The Japanese yen fell to the 158 range against the U.S. dollar in New York trading on Thursday, marking its lowest level since the Japanese government's yen-buying intervention at the end of April [1]. This decline comes as market participants anticipate that the U.S. Federal Reserve will delay interest rate cuts this year, contributing to ongoing weakness in the yen [1]. The currency's depreciation is also being driven by heightened geopolitical tensions, notably the Iran war, and persistent uncertainty over U.S. monetary policy [1].
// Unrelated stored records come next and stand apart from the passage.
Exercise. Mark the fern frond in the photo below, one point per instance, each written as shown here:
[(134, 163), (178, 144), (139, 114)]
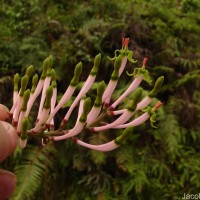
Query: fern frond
[(35, 166)]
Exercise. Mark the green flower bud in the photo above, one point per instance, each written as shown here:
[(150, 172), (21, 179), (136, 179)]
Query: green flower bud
[(16, 82), (34, 83), (24, 82), (120, 139), (26, 97), (86, 109), (29, 71), (47, 64), (100, 91), (24, 128), (136, 98), (117, 65), (53, 78), (49, 93), (77, 72), (97, 61), (157, 87), (130, 55)]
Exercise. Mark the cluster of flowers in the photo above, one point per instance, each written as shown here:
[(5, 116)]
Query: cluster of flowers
[(89, 116)]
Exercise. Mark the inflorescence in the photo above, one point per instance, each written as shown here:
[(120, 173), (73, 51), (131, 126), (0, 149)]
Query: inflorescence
[(89, 116)]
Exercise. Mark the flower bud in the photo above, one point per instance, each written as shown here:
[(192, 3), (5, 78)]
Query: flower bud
[(97, 61), (4, 113), (8, 139), (77, 72)]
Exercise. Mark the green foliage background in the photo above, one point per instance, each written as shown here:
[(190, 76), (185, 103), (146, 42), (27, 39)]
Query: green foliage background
[(161, 163)]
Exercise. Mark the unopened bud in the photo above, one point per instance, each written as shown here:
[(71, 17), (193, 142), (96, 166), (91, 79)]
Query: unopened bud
[(34, 83), (26, 97), (157, 87), (49, 93), (86, 109), (77, 72), (29, 71), (97, 61), (24, 82), (136, 98), (100, 91), (16, 82), (120, 139)]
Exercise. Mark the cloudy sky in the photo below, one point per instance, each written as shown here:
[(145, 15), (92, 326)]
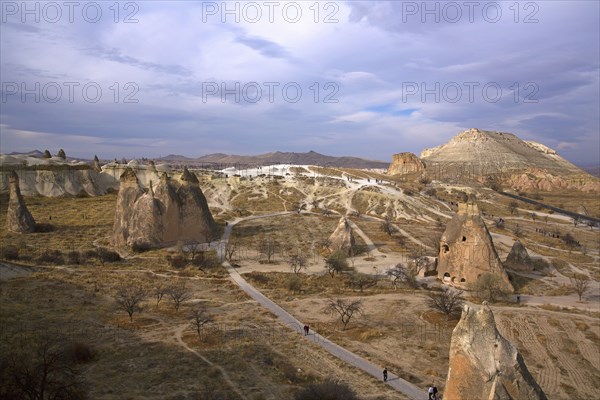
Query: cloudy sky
[(369, 79)]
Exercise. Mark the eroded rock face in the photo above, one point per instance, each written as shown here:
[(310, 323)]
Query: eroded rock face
[(405, 163), (173, 212), (522, 165), (342, 238), (18, 217), (467, 250), (518, 258), (483, 364)]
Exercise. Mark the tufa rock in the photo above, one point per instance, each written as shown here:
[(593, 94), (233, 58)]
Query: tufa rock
[(405, 163), (483, 364), (518, 258), (96, 164), (342, 238), (163, 215), (18, 217), (467, 250)]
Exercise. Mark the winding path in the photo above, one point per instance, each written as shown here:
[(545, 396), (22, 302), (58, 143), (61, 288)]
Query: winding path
[(401, 385)]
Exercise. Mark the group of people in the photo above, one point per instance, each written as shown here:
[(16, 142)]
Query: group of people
[(431, 392)]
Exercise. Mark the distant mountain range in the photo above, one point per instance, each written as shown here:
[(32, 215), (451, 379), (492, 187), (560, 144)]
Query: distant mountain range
[(309, 158), (498, 151)]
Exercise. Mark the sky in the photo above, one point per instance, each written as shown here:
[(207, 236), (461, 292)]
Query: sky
[(368, 79)]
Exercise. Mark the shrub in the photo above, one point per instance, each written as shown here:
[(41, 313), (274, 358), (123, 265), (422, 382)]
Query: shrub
[(51, 257), (93, 253), (295, 284), (80, 353), (10, 252), (328, 390), (489, 287), (431, 192), (107, 255), (176, 261), (539, 264), (75, 257), (208, 260), (141, 247), (44, 227)]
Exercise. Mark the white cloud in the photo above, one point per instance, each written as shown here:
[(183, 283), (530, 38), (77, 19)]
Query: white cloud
[(371, 54)]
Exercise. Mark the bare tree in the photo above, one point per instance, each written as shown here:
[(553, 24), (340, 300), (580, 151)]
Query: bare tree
[(268, 248), (129, 299), (489, 287), (336, 262), (580, 283), (388, 227), (570, 241), (346, 309), (512, 207), (533, 216), (40, 369), (361, 281), (230, 250), (448, 301), (499, 223), (178, 294), (518, 231), (193, 248), (200, 317), (401, 273), (297, 263), (159, 291)]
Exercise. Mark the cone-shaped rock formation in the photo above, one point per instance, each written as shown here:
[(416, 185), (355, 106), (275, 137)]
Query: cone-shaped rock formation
[(18, 217), (484, 365), (163, 215)]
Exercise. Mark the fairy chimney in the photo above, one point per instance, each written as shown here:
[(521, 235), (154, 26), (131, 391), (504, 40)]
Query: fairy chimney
[(342, 238), (485, 365), (18, 217), (467, 249), (163, 215), (518, 258)]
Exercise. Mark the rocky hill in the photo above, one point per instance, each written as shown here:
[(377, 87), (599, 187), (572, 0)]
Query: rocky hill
[(498, 151), (519, 164)]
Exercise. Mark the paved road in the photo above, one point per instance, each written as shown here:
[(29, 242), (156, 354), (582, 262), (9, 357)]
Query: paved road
[(407, 388)]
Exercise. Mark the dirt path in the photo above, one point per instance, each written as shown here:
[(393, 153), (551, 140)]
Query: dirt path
[(178, 335), (287, 319), (405, 387)]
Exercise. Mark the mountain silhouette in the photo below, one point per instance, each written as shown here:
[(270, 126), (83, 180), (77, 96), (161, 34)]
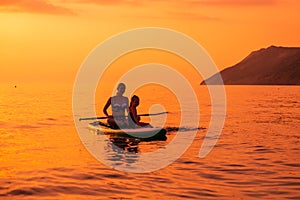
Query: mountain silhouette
[(267, 66)]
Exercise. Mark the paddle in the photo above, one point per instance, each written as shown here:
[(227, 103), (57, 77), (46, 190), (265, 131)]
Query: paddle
[(94, 118)]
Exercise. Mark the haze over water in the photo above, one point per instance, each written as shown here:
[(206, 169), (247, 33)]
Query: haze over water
[(256, 156)]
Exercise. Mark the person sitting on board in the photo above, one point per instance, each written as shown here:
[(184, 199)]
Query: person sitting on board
[(119, 104), (133, 118)]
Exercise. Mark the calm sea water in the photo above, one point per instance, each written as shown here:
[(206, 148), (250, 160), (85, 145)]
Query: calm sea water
[(256, 156)]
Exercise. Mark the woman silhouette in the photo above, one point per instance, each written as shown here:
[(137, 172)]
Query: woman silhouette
[(119, 104)]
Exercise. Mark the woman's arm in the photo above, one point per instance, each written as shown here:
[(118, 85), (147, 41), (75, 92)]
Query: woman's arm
[(108, 103), (135, 117)]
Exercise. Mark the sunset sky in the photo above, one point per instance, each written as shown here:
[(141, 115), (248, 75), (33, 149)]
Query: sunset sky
[(46, 41)]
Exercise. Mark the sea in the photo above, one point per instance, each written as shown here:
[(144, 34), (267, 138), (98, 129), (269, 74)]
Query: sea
[(45, 153)]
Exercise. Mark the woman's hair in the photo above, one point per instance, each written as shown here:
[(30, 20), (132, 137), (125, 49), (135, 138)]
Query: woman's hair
[(133, 98)]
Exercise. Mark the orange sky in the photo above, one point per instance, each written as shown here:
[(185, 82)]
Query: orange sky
[(46, 41)]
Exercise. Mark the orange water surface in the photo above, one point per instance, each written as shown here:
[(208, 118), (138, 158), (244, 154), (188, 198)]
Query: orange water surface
[(256, 156)]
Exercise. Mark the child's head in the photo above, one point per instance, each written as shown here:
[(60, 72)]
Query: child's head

Technical analysis indicates that the yen's move into the 158 range represents a significant breach of support levels established after the late-April intervention, with traders now monitoring potential resistance near the 160 mark. The previous support at 157 has been surpassed amid sharp volatility [1]. A Tokyo-based FX strategist noted, "The yen's momentum remains negative as investors continue to favor the dollar on the back of robust U.S. economic indicators and expectations of higher-for-longer rates. Unless there is a renewed intervention or a shift in Fed guidance, the yen could test further lows" [1].
Market sentiment is cautious, with the possibility of further yen weakness if global risk aversion increases or if U.S. yields rise. Some analysts are advising close attention to potential additional Japanese government intervention, especially if the currency approaches the 160 threshold [1]. Recent trading data shows the yen's steady decline following the end-of-month intervention, with thin liquidity during Japan's Golden Week holidays amplifying volatility and speculation regarding the intervention line [1]. The dollar's strength against Asian currencies has also led to increased overseas investment by Japanese corporations and households [1].
CONCLUSION
The yen's drop to post-intervention lows reflects a combination of geopolitical risks and expectations of prolonged U.S. monetary tightening. Market participants are closely watching for potential Japanese government intervention as the currency nears critical resistance levels. The outlook remains cautious, with further yen weakness possible if current trends persist.